Martin Stappen wollte gute elektronische Musik nach Viersen bringen. Nun muss er sein Projekt einstellen.

Martin Stappen hat Ärger mit der Firma Apple wegen des Titels seiner Partyreihe „Prostitunes“.
Martin Stappen hat Ärger mit der Firma Apple wegen des Titels seiner Partyreihe „Prostitunes“.

Martin Stappen hat Ärger mit der Firma Apple wegen des Titels seiner Partyreihe „Prostitunes“.

Jörg Knappe

Martin Stappen hat Ärger mit der Firma Apple wegen des Titels seiner Partyreihe „Prostitunes“.

Viersen. Namhafte DJs legen in Viersen Musik auf. Das war die Idee, aus der Martin Stappen vor drei Jahren die Eventreihe „Prostitunes“ entwickelte. Für den Namen setzte der 24-jährige Design-Student die englischen Begriffe ‘prostitute’ und ‘tunes’ zur neuen Wortschöpfung „Prostitunes“ zusammen. „Wir verkaufen uns sozusagen für die Musik“, erklärt Martin Stappen.

Vor etwa einem Jahr ließ er diesen Namen beim Deutschen Marken- und Patentamt eintragen.
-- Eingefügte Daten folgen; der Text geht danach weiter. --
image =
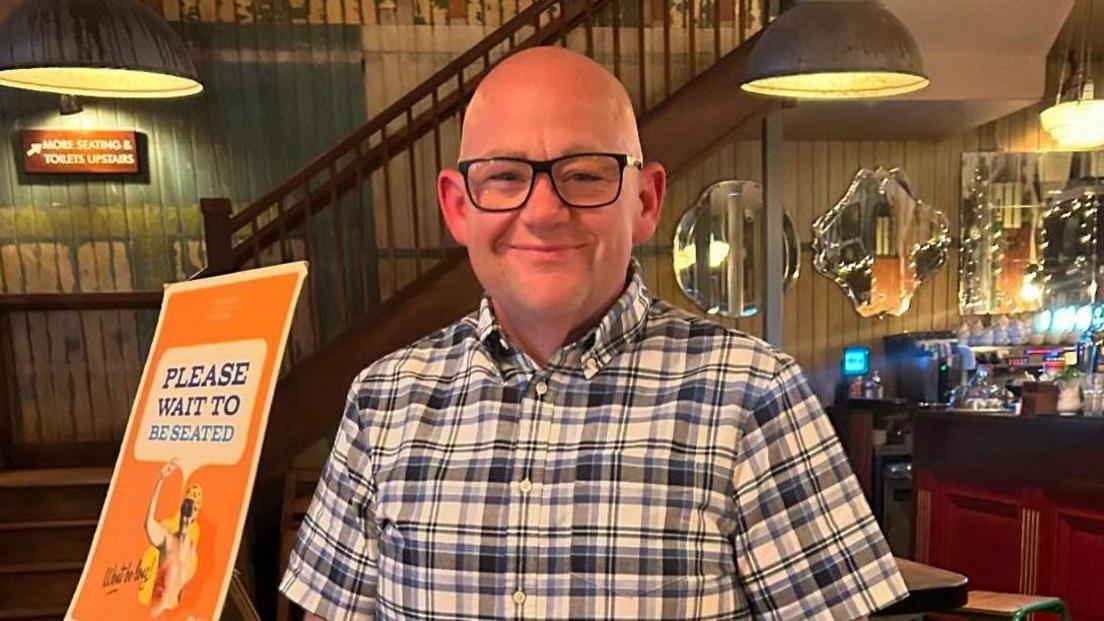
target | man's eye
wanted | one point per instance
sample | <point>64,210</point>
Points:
<point>581,176</point>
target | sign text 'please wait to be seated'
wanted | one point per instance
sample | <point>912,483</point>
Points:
<point>84,151</point>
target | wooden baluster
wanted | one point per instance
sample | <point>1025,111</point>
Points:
<point>667,48</point>
<point>308,233</point>
<point>389,209</point>
<point>644,60</point>
<point>362,242</point>
<point>216,235</point>
<point>9,395</point>
<point>717,30</point>
<point>562,24</point>
<point>414,180</point>
<point>437,162</point>
<point>256,243</point>
<point>742,21</point>
<point>285,246</point>
<point>342,283</point>
<point>690,18</point>
<point>616,9</point>
<point>587,27</point>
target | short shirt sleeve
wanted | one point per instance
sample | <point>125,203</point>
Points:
<point>806,544</point>
<point>332,568</point>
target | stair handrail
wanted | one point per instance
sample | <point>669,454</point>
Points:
<point>453,71</point>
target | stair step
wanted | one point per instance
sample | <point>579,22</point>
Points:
<point>55,477</point>
<point>32,613</point>
<point>43,541</point>
<point>51,495</point>
<point>41,583</point>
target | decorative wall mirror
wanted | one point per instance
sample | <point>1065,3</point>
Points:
<point>880,242</point>
<point>1028,229</point>
<point>718,250</point>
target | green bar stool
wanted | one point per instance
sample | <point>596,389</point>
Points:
<point>988,604</point>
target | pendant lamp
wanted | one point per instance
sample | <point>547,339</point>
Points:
<point>835,50</point>
<point>95,49</point>
<point>1075,120</point>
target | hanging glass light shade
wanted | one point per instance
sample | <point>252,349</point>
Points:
<point>835,50</point>
<point>96,49</point>
<point>1075,120</point>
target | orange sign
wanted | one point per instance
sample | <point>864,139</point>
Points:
<point>169,532</point>
<point>87,151</point>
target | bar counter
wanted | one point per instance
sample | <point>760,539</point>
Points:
<point>1014,503</point>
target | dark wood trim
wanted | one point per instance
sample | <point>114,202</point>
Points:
<point>348,177</point>
<point>442,77</point>
<point>91,301</point>
<point>1060,455</point>
<point>64,455</point>
<point>309,400</point>
<point>216,235</point>
<point>703,113</point>
<point>8,401</point>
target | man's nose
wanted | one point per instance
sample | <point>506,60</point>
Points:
<point>544,206</point>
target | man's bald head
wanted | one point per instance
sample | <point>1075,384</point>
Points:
<point>558,90</point>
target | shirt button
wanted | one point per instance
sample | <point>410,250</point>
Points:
<point>590,368</point>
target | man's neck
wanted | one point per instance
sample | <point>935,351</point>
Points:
<point>541,336</point>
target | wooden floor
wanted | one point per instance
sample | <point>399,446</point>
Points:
<point>48,518</point>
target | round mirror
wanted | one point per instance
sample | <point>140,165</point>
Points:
<point>719,260</point>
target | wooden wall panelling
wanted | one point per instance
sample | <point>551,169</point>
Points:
<point>1075,539</point>
<point>978,533</point>
<point>821,287</point>
<point>791,302</point>
<point>806,283</point>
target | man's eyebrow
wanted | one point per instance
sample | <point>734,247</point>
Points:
<point>577,148</point>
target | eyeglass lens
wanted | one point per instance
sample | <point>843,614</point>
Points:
<point>587,180</point>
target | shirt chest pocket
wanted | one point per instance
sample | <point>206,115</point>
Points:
<point>641,526</point>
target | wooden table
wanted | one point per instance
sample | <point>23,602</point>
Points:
<point>931,589</point>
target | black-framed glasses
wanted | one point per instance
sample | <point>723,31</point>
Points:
<point>581,180</point>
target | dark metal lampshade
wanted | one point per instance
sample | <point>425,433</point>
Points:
<point>835,50</point>
<point>94,48</point>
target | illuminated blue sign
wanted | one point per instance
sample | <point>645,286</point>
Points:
<point>856,360</point>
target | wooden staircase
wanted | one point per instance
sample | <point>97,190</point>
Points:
<point>383,272</point>
<point>48,518</point>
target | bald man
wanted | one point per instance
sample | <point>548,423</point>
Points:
<point>576,449</point>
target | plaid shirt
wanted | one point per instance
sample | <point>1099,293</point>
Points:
<point>660,467</point>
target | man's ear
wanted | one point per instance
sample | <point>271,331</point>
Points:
<point>653,189</point>
<point>453,198</point>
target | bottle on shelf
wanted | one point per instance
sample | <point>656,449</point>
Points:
<point>873,388</point>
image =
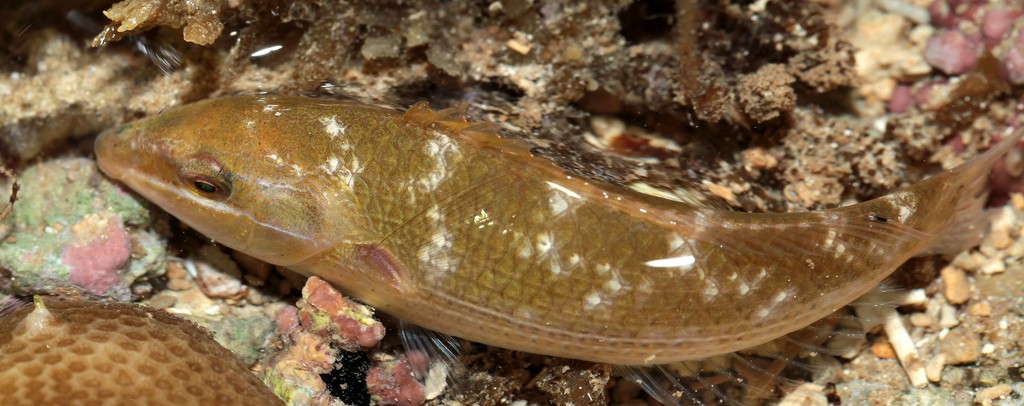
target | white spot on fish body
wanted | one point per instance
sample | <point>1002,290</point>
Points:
<point>613,284</point>
<point>525,249</point>
<point>830,238</point>
<point>564,190</point>
<point>592,300</point>
<point>543,243</point>
<point>274,158</point>
<point>710,290</point>
<point>555,267</point>
<point>332,127</point>
<point>675,242</point>
<point>330,166</point>
<point>557,203</point>
<point>684,262</point>
<point>434,214</point>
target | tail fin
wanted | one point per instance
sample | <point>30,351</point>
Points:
<point>971,220</point>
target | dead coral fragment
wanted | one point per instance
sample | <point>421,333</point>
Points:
<point>116,353</point>
<point>200,19</point>
<point>765,93</point>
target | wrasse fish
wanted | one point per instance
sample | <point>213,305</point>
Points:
<point>440,222</point>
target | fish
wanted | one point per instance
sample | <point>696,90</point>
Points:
<point>444,224</point>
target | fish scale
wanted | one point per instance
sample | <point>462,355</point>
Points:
<point>441,222</point>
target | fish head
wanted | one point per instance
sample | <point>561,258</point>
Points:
<point>233,170</point>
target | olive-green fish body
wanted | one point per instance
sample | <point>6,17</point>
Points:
<point>440,222</point>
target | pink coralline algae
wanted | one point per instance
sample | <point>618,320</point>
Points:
<point>351,325</point>
<point>996,24</point>
<point>952,52</point>
<point>392,381</point>
<point>1013,64</point>
<point>94,262</point>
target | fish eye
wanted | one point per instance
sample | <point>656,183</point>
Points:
<point>205,176</point>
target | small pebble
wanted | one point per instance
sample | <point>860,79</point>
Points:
<point>955,286</point>
<point>921,320</point>
<point>883,349</point>
<point>948,317</point>
<point>934,367</point>
<point>993,267</point>
<point>981,309</point>
<point>952,52</point>
<point>179,284</point>
<point>988,395</point>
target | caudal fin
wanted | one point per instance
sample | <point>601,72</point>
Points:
<point>970,221</point>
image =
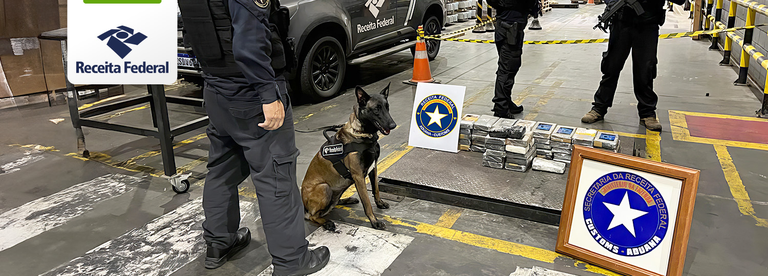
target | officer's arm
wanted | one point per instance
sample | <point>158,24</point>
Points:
<point>252,48</point>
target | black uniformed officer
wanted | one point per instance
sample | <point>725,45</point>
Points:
<point>640,34</point>
<point>251,132</point>
<point>511,18</point>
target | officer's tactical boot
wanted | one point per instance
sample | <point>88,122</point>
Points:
<point>651,123</point>
<point>591,117</point>
<point>216,257</point>
<point>319,258</point>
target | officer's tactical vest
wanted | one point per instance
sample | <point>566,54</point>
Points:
<point>207,19</point>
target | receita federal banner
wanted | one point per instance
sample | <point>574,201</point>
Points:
<point>121,41</point>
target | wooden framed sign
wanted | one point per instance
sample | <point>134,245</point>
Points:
<point>627,214</point>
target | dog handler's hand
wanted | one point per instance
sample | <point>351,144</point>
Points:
<point>274,114</point>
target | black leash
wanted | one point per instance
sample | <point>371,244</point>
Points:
<point>320,129</point>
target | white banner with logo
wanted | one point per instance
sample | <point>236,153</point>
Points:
<point>122,41</point>
<point>436,115</point>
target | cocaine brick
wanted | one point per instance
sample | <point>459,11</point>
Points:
<point>477,148</point>
<point>544,130</point>
<point>526,141</point>
<point>606,140</point>
<point>552,166</point>
<point>468,121</point>
<point>561,145</point>
<point>485,122</point>
<point>495,165</point>
<point>584,137</point>
<point>563,134</point>
<point>528,125</point>
<point>501,128</point>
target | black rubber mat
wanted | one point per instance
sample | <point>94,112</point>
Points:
<point>460,179</point>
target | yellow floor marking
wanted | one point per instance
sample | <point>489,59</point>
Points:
<point>653,145</point>
<point>100,102</point>
<point>192,164</point>
<point>34,147</point>
<point>680,130</point>
<point>503,246</point>
<point>449,218</point>
<point>121,113</point>
<point>543,100</point>
<point>737,188</point>
<point>383,165</point>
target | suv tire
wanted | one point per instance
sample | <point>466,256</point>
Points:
<point>431,27</point>
<point>323,69</point>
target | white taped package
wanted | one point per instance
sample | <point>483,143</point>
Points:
<point>529,125</point>
<point>485,122</point>
<point>584,137</point>
<point>544,165</point>
<point>468,121</point>
<point>544,130</point>
<point>607,140</point>
<point>502,128</point>
<point>526,141</point>
<point>563,134</point>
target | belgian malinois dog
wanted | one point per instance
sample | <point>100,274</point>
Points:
<point>322,186</point>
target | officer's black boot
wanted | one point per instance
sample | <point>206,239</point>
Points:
<point>319,258</point>
<point>216,257</point>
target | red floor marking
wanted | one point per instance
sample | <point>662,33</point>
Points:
<point>728,129</point>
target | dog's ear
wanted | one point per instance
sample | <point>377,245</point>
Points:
<point>385,91</point>
<point>362,97</point>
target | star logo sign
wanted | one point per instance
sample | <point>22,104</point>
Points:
<point>436,116</point>
<point>623,214</point>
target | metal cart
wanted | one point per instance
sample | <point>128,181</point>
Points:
<point>158,105</point>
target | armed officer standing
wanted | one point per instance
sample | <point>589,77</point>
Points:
<point>241,47</point>
<point>511,18</point>
<point>638,32</point>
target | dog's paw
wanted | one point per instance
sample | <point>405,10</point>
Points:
<point>378,225</point>
<point>349,201</point>
<point>330,226</point>
<point>382,205</point>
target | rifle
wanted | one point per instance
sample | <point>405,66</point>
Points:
<point>612,7</point>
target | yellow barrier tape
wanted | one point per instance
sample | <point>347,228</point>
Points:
<point>596,40</point>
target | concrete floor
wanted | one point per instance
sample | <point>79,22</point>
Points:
<point>137,226</point>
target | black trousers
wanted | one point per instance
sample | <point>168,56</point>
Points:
<point>510,50</point>
<point>239,148</point>
<point>642,40</point>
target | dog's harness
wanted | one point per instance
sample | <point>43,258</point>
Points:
<point>334,150</point>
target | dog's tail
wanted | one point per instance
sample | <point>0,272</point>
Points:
<point>319,129</point>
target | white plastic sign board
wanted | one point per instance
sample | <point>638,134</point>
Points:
<point>122,41</point>
<point>436,115</point>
Kurz nach der Bestätigung flatterte Martin Stappen eine Abmahnung der Anwälte des iPhone-Giganten Apple ins Haus. Apple betreibt iTunes, ein Multimedia-Programm, mit dem man unter anderem Musik kaufen und organisieren kann. Die Firma sieht in dem Namen „Prostitunes“ eine zu große Ähnlichkeit.

„Man muss kein Genie sein, um zu wissen, dass es nicht ’Prost iTunes’ heißt.“

Martin Stappen, Partyveranstalter

Der Student war über den scharfen Ton des Briefs überrascht. Er sei aufgefordert worden, die Marke und Internetseite sofort zu löschen und seine Unterlagen einzusenden, um die Höhe des Schadensersatzes feststellen zu können. Er solle die Anwaltskosten tragen und unterschreiben, den Namen „Prostitunes“ nie wieder zu verwenden. Ansonsten drohten harte Strafen.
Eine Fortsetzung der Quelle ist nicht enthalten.